The German Hotel and Restaurant Association (Dehoga) said it expected legal action against the ban on accommodation to be lodged the courts this week.
'Genuine emergency measure'
However, not everyone believes the restrictions are a bad thing. Chancellor Angela Merkel's chief of staff Helge Braun defended the ban on overnight stays.
"Mecklenburg-Western Pomerania as a whole has an incidence rate of something like around 5 (infections per 100,000 people in last seven days), and Berlin over 60.
"When such differences in the incidence rate of infection occur, I think it is quite clear that everyone wants to protect themselves, and then in the end something like this is inevitable," the CDU politician said on the ARD programme "Bericht aus Berlin".
The really important thing is that the cities get below the 50 mark, Braun said. "If we manage to do that, travel will not be a problem." The ban on accommodation is therefore a "genuine emergency measure", he added.
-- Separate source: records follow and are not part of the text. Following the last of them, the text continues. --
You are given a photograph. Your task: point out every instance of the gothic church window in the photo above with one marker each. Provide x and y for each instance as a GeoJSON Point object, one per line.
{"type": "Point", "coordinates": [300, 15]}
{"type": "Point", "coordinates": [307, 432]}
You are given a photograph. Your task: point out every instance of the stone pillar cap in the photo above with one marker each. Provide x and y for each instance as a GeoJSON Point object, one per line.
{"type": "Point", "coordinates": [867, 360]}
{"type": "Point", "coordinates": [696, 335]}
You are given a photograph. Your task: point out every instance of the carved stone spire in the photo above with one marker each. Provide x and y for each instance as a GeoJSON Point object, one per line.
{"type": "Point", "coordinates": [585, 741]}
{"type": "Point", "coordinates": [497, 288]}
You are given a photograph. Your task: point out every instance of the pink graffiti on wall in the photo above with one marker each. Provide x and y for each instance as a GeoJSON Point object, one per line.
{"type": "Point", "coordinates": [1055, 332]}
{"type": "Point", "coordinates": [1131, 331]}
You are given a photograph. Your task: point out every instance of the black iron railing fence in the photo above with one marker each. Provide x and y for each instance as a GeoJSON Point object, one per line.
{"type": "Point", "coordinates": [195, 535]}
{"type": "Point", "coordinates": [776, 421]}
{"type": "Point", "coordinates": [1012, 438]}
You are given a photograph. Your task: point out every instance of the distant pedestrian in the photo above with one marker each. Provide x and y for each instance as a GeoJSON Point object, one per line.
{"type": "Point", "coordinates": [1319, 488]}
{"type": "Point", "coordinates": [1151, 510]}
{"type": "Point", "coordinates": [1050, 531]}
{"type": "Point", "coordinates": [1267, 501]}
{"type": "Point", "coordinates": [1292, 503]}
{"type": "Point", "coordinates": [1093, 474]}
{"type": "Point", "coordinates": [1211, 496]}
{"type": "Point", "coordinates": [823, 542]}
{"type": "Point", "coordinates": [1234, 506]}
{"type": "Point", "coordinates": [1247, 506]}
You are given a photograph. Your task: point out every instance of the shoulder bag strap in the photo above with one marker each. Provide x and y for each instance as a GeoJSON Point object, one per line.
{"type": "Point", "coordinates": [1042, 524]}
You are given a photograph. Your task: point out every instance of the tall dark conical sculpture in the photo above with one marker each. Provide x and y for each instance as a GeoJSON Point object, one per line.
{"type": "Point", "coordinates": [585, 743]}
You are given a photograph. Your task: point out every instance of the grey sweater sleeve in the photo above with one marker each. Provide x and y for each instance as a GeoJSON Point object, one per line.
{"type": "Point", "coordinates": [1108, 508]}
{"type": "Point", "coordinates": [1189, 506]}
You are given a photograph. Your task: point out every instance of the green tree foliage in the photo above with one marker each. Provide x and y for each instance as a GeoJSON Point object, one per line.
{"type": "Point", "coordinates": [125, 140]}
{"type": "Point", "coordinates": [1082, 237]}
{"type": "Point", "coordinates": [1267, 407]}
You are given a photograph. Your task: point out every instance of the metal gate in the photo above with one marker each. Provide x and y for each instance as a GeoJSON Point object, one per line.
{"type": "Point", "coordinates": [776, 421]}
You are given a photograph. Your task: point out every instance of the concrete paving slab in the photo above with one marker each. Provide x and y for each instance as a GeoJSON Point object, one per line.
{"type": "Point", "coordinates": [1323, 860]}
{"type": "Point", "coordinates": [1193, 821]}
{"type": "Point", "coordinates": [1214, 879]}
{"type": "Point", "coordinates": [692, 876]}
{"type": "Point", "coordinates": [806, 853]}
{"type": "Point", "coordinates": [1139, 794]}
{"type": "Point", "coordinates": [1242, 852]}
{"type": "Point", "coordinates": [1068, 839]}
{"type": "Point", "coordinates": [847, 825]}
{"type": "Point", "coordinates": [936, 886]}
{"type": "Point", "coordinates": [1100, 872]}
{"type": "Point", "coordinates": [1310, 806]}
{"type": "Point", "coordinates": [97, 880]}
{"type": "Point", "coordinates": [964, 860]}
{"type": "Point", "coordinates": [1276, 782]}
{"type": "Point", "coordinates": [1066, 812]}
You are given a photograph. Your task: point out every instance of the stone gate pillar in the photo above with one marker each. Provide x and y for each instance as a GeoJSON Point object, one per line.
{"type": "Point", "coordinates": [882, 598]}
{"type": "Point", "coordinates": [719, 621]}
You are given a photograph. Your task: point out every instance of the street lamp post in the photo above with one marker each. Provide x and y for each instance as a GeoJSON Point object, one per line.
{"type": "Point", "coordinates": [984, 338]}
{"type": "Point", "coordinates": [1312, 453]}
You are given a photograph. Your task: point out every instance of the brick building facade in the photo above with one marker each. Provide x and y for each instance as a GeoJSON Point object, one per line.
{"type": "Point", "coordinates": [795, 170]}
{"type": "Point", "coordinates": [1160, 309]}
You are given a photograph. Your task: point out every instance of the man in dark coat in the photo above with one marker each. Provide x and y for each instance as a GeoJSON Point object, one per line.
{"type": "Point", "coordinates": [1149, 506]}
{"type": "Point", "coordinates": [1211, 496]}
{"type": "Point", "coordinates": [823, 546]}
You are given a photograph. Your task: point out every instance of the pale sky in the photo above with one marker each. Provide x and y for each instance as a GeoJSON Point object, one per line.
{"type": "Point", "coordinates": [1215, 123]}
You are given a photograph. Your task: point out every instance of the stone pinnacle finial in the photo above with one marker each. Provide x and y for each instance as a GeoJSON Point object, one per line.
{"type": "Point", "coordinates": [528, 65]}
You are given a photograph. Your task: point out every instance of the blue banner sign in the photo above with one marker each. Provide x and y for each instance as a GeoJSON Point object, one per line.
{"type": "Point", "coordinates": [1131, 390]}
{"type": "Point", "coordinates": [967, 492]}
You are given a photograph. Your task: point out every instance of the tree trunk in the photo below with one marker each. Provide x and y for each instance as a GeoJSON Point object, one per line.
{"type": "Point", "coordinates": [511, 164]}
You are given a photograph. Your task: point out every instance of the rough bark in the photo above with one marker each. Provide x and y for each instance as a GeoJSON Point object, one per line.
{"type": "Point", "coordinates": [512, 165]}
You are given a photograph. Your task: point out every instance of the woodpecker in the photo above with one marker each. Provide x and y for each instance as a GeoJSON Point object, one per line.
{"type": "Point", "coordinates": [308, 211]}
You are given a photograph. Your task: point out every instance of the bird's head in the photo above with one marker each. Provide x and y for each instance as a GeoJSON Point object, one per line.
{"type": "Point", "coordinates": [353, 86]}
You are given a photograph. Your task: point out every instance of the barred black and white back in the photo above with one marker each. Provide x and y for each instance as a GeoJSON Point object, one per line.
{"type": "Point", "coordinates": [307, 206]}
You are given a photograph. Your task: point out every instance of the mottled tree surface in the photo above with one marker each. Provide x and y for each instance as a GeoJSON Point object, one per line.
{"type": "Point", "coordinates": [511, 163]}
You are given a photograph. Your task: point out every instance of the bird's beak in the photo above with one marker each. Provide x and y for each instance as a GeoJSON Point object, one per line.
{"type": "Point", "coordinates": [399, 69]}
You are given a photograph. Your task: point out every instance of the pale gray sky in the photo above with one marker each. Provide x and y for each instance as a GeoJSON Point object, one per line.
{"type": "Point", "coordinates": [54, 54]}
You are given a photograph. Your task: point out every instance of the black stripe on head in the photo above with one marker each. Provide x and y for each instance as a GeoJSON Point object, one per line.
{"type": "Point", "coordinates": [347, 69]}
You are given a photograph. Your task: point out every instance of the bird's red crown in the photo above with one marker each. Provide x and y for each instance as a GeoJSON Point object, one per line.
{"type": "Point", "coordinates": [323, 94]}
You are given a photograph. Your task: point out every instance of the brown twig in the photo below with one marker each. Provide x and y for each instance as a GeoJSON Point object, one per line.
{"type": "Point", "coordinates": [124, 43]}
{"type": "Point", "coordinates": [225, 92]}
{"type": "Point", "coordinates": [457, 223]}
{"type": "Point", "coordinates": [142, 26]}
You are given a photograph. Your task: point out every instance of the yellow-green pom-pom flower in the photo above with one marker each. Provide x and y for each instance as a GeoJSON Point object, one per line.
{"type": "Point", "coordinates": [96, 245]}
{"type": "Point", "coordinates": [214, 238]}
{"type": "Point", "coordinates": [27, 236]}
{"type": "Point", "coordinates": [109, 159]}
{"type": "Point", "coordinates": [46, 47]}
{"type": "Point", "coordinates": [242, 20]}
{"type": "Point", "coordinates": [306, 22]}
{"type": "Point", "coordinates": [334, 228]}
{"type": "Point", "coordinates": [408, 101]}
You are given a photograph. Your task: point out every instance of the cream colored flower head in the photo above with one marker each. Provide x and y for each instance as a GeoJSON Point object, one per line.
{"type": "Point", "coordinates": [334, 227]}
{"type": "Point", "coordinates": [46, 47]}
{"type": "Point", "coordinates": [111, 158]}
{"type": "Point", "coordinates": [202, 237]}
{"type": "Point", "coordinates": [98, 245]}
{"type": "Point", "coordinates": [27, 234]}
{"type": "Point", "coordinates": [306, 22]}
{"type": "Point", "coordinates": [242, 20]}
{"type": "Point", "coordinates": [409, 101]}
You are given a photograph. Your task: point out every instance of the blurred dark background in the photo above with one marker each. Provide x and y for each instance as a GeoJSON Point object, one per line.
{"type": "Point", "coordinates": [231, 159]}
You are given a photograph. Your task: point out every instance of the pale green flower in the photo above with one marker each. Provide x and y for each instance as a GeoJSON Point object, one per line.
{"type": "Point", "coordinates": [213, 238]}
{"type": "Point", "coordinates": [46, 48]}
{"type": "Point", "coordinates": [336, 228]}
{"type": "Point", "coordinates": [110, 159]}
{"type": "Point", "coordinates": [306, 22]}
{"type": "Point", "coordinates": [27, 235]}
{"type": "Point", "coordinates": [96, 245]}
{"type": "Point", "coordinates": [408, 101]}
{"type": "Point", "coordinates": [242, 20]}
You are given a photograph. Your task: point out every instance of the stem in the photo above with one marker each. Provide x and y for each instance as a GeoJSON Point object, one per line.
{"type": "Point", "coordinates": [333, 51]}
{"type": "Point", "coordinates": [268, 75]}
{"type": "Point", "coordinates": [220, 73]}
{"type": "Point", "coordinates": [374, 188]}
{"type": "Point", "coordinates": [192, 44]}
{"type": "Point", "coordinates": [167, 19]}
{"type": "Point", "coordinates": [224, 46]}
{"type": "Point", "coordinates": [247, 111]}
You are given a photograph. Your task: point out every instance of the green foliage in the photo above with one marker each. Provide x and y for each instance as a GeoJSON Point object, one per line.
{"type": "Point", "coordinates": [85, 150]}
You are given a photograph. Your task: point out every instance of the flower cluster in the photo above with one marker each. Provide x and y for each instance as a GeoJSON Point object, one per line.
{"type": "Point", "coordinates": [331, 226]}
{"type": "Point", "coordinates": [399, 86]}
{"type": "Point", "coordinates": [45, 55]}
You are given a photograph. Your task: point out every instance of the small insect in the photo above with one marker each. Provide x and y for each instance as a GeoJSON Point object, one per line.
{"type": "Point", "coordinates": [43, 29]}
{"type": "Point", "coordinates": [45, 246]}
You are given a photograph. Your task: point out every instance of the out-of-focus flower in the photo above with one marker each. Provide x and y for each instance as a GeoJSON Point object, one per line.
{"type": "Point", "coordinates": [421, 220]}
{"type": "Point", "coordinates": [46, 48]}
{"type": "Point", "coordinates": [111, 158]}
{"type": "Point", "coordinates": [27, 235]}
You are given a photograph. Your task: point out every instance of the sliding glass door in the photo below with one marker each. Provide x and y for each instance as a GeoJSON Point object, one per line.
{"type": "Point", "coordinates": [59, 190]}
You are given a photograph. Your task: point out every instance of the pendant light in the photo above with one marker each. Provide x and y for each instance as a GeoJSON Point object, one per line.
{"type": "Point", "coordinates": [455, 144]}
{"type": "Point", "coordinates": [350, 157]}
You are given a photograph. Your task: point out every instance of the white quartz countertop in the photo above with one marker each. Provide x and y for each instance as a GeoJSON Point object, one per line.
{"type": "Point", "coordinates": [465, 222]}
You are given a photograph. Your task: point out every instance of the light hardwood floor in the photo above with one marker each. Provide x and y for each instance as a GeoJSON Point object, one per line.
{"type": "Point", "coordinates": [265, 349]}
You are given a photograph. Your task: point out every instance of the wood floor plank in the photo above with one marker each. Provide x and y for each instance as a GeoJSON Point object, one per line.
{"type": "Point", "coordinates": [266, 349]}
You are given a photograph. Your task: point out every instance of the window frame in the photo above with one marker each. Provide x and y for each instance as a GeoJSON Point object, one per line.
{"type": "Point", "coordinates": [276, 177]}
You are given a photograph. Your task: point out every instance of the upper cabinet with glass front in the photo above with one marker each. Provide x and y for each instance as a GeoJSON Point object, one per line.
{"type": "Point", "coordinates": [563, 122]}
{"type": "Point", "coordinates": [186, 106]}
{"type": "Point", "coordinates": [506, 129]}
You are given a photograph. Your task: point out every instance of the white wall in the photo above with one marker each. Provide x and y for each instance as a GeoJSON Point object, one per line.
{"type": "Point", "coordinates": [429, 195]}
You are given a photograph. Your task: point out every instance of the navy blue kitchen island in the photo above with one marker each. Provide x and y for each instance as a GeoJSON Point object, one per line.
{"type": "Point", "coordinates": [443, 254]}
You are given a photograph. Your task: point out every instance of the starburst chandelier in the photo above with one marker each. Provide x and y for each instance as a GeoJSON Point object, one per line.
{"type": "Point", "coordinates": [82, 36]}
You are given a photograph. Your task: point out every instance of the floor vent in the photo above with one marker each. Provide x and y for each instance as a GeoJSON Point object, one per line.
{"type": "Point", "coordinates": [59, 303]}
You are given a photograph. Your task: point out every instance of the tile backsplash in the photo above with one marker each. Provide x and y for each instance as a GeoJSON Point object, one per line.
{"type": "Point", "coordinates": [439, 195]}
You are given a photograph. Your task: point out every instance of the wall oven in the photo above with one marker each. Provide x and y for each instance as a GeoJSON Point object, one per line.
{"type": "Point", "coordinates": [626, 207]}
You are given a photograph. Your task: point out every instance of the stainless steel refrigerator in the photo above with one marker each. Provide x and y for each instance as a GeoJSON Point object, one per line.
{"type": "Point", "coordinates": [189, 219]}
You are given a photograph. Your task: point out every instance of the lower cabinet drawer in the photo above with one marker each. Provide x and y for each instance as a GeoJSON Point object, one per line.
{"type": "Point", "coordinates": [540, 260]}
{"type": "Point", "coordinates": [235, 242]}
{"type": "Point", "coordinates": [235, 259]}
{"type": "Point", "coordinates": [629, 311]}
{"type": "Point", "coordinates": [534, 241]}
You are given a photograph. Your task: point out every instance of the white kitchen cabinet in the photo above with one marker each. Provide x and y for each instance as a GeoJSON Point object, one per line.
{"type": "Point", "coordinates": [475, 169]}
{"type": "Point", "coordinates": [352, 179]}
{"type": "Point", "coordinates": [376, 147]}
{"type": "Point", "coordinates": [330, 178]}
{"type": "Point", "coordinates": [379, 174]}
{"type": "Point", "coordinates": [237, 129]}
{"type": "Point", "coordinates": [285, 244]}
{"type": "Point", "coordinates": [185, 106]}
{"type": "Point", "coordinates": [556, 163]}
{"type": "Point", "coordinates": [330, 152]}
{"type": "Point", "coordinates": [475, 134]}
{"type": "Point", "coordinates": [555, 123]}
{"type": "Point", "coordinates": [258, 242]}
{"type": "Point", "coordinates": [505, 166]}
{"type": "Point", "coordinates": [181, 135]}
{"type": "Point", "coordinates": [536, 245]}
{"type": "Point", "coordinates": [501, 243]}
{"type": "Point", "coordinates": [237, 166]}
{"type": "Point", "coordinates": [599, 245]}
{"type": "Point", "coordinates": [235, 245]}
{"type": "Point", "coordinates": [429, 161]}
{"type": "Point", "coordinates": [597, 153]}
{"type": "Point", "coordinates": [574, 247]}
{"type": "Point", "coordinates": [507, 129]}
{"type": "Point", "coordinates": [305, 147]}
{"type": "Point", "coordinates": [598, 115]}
Possible more aid for the hospitality industry
Meanwhile, federal Economics Minister Peter Altmaier discussed the prospect of additional aid for restaurateurs.
"If it now turns out that there is a risk of another substantial drop in sales for restaurateurs, hoteliers and restaurant owners because people are insecure and do not come, then I, as Economics Minister, am of the opinion: we must help those affected more," he said.
"I do not want these family businesses to give up and disappear and then we may end up with nothing but fast food chains."
Altmaier also spoke out in favour of more uniformity in the coronavirus travel rules: "There must be a uniform and clear regulation so that every citizen knows where he stands." Altmaier said that the 16 federal states were responsible for reaching a common agreement.
SPD leader Saskia Esken also called for a nationwide approach. "The development of corona infection figures is worrying and everything must be done to contain the pandemic," she told the newspapers of the Funke Media Group.
Uniform regulations, for example on travel restrictions, should be part of the the Protection Against Infection Act, she added. This would help the population to accept the rules.